The Pizza Lounge sales analysis project involved loading and cleaning data into Power BI to gain insights into customer preferences, peak hours, and sales trends. We found that the Classic category of pizzas was the most popular, peak hour was in the afternoon, and Friday was the busiest day of the week.
The project initiates with the acquisition of raw sales data from diverse sources like databases, CSV files, or other data repositories. This data encompasses crucial information such as customer orders, product details, order dates, and transaction amounts.
SQL (Structured Query Language) plays a pivotal role in the data transformation phase. It is utilized to clean, filter, and reshape the raw data into a structured format suitable for analysis. Tasks include joining tables, aggregating data, handling missing values, and creating new calculated fields.

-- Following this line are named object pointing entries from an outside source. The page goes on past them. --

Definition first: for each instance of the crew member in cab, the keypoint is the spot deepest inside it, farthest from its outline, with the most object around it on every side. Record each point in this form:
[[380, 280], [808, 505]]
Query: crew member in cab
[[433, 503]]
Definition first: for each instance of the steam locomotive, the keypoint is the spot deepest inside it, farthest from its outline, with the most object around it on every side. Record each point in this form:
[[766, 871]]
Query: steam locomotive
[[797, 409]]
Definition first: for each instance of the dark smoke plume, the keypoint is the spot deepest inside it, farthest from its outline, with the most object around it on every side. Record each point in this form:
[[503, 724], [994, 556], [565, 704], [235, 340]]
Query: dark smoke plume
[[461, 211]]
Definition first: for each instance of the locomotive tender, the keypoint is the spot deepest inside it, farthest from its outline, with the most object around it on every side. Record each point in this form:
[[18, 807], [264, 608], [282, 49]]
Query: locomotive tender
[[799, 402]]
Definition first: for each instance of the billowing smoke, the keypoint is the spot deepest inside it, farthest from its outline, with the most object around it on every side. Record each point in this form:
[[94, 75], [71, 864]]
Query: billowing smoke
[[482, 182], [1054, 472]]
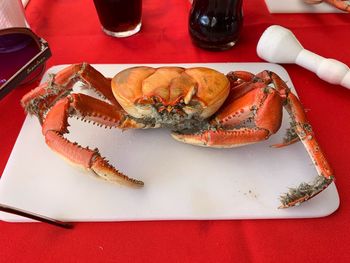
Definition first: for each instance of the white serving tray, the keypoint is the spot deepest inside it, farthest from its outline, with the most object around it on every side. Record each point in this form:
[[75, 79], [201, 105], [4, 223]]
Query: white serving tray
[[298, 6], [181, 181]]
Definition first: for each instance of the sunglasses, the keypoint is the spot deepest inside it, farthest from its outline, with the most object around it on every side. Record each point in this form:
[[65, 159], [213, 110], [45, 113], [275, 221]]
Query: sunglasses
[[22, 58]]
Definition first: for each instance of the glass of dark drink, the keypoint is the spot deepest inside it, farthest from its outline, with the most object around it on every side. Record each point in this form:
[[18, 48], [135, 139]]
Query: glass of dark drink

Subsequent to data preparation, comprehensive data analysis is conducted via SQL queries. This analysis encompasses various aspects such as:
Analyzing sales trends over time. Evaluating customer demographics and preferences. Calculating average order values. Assessing the performance of individual restaurant locations.
Power BI serves as the platform for creating interactive and insightful visualizations that portray the findings from the data analysis. These visualizations may include:
- Bar charts and pie charts showcasing sales by product category.
- Time series charts depicting sales trends.
- Geographic maps illustrating the distribution of restaurant locations.
- Dashboards summarizing key performance indicators (KPIs) for easy interpretation and decision-making.